Meet the other 'Trumps': They act like the Donald as 'Apprentice' goes global
By Richard Huff
NEW YORK - Everyone wants to be Donald Trump these days.
Fact is, in a dozen countries right now, a gaggle of men - and women - are practicing to be their homeland's version of Trump on The Apprentice.
See, not only has the show grabbed viewers in the United States, it's become an international phenomenon with 12 countries making versions of the show using the template they bought from Trump and producer Mark Burnett.
"They're studying tapes, studying every move I make," Trump said. "I'm very honored by it."
Since The Apprentice hit big on NBC last season, Mark Burnett Prods, along with international distributor Fremantle Media, has been selling the idea worldwide, with international broadcasters plugging in local bigwigs to lead contestants through challenges and into the boardroom.
For example, in Switzerland, publishing magnate Jurg Marquard, 59, plays The Donald.
Real estate developer Mohamed Ali Alabbar handles the key role in a show airing in Pan Arabia countries.
Sir Alan Sugar, ranked No. 45 on the Sunday Times list of rich people in London, is Trump for the British crowd.
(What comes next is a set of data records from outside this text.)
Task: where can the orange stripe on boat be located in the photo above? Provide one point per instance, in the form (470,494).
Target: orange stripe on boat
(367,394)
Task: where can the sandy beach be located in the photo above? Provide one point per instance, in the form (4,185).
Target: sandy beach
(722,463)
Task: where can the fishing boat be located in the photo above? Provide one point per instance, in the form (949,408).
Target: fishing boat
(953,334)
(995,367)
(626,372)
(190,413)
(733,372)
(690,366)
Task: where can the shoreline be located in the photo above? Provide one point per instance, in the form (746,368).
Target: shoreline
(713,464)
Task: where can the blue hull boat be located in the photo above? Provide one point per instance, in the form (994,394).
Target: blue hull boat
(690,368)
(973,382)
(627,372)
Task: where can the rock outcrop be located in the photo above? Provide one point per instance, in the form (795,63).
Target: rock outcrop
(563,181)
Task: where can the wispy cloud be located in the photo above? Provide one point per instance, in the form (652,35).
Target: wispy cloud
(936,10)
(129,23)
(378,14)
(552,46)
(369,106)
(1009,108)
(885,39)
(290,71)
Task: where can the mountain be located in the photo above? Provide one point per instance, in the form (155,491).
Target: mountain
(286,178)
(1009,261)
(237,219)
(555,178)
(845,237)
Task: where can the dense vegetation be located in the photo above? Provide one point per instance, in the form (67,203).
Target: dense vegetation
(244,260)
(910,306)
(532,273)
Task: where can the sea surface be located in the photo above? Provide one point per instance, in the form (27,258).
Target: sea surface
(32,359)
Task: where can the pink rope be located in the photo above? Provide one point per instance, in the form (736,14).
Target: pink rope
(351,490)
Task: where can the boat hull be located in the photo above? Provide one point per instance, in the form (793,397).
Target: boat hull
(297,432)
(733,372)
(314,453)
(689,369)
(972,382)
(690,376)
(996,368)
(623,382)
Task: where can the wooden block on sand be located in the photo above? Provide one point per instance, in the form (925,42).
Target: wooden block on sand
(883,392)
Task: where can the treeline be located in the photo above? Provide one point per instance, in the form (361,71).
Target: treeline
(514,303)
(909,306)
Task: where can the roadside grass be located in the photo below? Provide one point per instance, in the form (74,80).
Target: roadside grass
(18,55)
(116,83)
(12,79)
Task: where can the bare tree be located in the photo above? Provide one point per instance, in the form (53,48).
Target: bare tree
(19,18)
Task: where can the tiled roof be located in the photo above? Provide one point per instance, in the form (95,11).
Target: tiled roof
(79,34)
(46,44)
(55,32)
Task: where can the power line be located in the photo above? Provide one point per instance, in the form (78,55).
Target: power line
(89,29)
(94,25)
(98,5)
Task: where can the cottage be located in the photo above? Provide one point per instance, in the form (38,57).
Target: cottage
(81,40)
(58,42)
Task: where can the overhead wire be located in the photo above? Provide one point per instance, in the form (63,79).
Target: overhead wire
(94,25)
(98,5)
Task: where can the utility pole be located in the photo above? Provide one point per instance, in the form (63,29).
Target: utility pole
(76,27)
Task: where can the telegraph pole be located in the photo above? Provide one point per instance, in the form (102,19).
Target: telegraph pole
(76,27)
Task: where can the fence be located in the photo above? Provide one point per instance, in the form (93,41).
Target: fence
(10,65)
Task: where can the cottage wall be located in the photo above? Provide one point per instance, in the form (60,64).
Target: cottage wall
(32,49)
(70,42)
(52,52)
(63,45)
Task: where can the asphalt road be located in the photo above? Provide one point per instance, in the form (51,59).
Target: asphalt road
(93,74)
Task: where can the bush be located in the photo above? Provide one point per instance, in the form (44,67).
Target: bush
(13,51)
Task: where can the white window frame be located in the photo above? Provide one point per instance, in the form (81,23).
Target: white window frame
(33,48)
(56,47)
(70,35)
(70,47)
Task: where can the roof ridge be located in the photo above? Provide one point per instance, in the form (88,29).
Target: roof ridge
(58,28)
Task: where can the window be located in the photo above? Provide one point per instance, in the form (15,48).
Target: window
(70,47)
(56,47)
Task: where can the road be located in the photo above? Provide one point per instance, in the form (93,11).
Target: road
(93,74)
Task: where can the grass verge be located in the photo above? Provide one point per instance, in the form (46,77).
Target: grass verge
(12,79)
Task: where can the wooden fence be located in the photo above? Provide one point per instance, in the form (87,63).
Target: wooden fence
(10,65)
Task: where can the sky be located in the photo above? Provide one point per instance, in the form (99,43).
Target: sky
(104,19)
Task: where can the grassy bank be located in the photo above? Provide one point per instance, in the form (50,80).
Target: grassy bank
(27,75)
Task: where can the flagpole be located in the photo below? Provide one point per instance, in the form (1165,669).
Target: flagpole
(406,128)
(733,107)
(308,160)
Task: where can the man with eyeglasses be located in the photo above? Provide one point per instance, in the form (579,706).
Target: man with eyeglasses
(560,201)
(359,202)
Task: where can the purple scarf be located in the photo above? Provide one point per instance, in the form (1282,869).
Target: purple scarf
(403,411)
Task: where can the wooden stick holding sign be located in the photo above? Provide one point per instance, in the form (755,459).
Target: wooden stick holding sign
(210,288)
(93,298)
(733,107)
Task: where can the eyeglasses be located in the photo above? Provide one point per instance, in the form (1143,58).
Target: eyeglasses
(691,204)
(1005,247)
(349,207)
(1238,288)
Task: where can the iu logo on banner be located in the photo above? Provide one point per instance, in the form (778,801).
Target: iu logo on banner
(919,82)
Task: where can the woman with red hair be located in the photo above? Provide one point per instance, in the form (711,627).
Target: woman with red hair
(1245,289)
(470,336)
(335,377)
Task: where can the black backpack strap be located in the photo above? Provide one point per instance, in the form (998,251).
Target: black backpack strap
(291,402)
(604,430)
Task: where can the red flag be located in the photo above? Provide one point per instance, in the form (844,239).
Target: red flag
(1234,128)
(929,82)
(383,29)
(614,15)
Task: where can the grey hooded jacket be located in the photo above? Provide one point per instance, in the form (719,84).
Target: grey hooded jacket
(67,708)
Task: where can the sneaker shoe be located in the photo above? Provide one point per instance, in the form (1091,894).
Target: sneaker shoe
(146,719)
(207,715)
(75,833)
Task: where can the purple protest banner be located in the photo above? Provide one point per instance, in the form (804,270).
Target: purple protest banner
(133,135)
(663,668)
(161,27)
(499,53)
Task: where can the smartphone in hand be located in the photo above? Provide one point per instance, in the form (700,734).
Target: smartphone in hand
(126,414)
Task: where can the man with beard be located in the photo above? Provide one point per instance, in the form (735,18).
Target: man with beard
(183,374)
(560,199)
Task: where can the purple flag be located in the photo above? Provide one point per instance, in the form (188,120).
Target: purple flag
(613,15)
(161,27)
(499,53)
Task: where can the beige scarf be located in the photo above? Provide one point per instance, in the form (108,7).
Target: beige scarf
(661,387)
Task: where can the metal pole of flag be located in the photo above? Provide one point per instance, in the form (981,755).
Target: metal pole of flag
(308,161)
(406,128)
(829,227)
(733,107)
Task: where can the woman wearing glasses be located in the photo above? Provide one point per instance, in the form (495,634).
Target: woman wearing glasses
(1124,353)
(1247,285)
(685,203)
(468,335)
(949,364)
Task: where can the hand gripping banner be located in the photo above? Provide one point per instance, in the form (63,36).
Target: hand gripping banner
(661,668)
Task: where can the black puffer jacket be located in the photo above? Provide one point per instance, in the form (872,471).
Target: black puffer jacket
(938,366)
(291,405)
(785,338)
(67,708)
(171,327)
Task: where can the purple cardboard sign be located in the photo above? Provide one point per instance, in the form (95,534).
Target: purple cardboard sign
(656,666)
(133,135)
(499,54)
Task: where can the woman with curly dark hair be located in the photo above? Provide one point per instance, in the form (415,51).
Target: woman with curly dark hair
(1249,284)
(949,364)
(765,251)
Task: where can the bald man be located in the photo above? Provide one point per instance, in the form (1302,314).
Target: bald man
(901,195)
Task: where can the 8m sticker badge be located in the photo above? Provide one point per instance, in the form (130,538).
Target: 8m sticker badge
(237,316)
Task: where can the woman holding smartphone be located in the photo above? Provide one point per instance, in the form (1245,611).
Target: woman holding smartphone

In Norway, Inger Ellen Nicolaisen, founder of a chain of hairdressing salons, is the chairman of the board.
And, as if that weren't enough, more than 40 other countries - ranging from Bulgaria to Kenya, Ecuador and Australia - are airing the American version with the real Trump.
The sales, of course, help further fill Trump's coffers. As an executive producer he splits the revenues with Burnett.
"It's not like I'm in competition with them," Trump said of the international sales of the show. "The better they do, the better I do."
International TV executives are interested in "The Apprentice" because the concept is easily understandable abroad, said Scot Cru, director of international sales for Mark Burnett Prods.
"People identify with these characters," Cru said of the contestants vying for time with Trump. "That's a big dream, a top job with someone like Trump. Those dreams are universal, whether its a kid from Wyoming or somebody in a little village outside Sal Palo, Brazil."
Producers who buy The Apprentice format first spend time in New York watching Burnett's crew film the show so they can capture the feel and focus of the program. Then they incorporate challenges and references appropriate for their own cultures and climates.
"You want it to be relevant to their local viewers," Cru said.
Likewise, the man or woman playing the Trump part also must meet the approval of Burnett & Co.
"We're not looking for carbon copies of Donald Trump, because, honestly, there's only one Trump," Cru said. "We're looking for someone like Donald Trump."
And, like most popular reality shows, The Apprentice has led to unsanctioned copycats. Israel's Keshet Broadcasting has produced The Ambassador, in which 14 players fight for a job in New York. For the record, producers of The Ambassador did shoot a scene at the Daily News.
The appeal of The Apprentice is not universal, though. In Germany, low ratings led to the show being dropped from prime time. Reiner Calmund, formerly the general manager of a soccer club, is the host of the German version, which was criticized for being out of touch with a country that is facing its worst economic problems since World War II.
Conversely, in Brazil, the broadcaster has already ordered a second season after viewership went through the roof.
And, the upcoming version of The Apprentice with Martha Stewart in Trump's shoes has already caught the attention of foreign program buyers looking to air the show when it finally hits U.S. airwaves next season.
"I could sell it in 25 places right now," Cru said. "There's significant interest from the international broadcasting community."